Finding the right hire is a strategy. Successful recruitment and onboarding needs more than just drive and desire—it needs a plan of action!
Job search and hiring has become a strategic undertaking. Candidate behavior has changed and recruiting has yielded to accommodate those changes.
Successful candidates are using peers and social networks to identify and assess jobs before even applying. While paid job
boards still account for 19 percent of new hire activity, social networks are quickly becoming the primary place for job postings.
It certainly makes sense, since technological and behavior modification has created the expectations of immediate feedback and peer support.
Passive versus Active Candidates
A passive candidate is one the recruiter has identified and established, as opposed to one responding to an active job opening. In the old days, recruiters scanned business directories and cold-called candidates to persuade them to consider a change. Canvassing for recruits is hard work and is likely the reason search firms charge so much to make a placement. While cold-calling continues, especially at C-level positions, it is no longer mandatory, or even necessary.
With the number of qualified candidates actively pursuing change and job loyalty virtually a thing of the past, everyone is fair game. Today’s availability of information—spawning the current social network phenomenon—has created a co-dependent job market.
Where do good candidates come from?
With more than 60 percent of new hires coming from internal sources such as referrals, career sites and hires from within an organization. Traditional sources such as paid job boards and classified advertising, while still strong, are fading or undergoing reinvention. Prospective hires are using social networks, web alerts, soliciting friends and contacting companies directly through their career sites as the method of first choice.
What this means is employers are beginning to redirect hiring budgets to outlets like Facebook fan pages, LinkedIn profiles, Twitter posts and job listings on their own career sites. Organizations are increasingly investing in the work environment and public relations, to gain valuable recognition—such as awards for “Best Place to Work” and favorable blog reviews.

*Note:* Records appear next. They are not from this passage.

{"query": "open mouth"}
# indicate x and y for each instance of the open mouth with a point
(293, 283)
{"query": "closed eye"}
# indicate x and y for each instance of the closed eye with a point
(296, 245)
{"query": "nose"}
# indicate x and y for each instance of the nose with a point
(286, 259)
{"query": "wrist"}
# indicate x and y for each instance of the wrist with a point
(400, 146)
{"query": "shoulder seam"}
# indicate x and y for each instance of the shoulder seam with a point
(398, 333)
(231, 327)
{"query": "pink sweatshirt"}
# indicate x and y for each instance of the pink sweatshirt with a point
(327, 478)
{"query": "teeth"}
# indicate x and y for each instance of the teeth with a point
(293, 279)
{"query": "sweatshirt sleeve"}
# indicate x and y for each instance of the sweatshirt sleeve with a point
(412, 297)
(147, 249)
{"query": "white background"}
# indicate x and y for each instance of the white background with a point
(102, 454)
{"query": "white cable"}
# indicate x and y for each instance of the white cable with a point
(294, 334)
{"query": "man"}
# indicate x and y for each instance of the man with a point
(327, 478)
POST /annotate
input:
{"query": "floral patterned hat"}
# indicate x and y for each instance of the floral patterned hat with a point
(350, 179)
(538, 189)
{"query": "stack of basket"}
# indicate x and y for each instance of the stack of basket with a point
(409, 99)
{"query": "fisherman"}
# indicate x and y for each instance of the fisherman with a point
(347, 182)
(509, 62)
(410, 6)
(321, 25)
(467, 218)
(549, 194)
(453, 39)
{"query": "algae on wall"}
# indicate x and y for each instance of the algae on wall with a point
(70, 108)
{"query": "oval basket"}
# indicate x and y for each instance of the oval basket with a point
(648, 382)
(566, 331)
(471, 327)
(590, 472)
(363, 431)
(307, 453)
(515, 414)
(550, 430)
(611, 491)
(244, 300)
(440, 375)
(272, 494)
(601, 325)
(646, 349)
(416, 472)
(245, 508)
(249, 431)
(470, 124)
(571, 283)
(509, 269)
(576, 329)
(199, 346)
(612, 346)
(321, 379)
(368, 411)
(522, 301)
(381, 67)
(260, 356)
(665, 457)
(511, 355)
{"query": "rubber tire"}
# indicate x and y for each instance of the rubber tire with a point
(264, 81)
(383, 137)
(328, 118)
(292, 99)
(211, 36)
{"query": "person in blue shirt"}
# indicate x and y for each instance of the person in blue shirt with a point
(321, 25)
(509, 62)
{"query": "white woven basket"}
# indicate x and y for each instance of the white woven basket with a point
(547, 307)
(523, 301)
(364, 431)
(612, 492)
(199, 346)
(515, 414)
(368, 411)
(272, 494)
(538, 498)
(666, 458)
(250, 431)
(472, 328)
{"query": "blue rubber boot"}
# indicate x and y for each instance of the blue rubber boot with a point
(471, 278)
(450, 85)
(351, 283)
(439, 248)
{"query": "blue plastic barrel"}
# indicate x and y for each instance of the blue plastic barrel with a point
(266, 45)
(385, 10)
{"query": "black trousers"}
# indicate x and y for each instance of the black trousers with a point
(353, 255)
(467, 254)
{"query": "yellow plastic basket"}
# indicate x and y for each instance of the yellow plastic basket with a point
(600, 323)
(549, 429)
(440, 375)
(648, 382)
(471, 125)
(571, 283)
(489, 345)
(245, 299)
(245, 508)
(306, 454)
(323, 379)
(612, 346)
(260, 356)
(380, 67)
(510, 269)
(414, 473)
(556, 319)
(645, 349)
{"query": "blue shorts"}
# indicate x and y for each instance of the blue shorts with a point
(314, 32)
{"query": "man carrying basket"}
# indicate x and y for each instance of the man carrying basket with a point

Effective recruiting environment also includes creating an attractive work environment. A positive workplace allows employees to refer friends and peers, simply because they like where and with whom they work. This emphasis on corporate culture will produce results, without resorting to paid employee referrals. Also, a well-developed career site could persuade prospects to seriously consider your organization.
In addition, an effective measurement of the source of new prospects focuses efforts on hiring resources, resulting in a larger pool of candidates. Finally, a clear focus on hiring through emerging tools like cloud-based applicant tracking systems can effectively leverage both social networks and referral systems. These new tools further stabilize your recruitment efforts.
With over $124 billion spent on talent acquisition in the U.S., equaling about $3,500 for each new hire, primarily through agencies and paid job boards, it makes sense to step back and explore better ways to attract and retain the lifeblood of your company.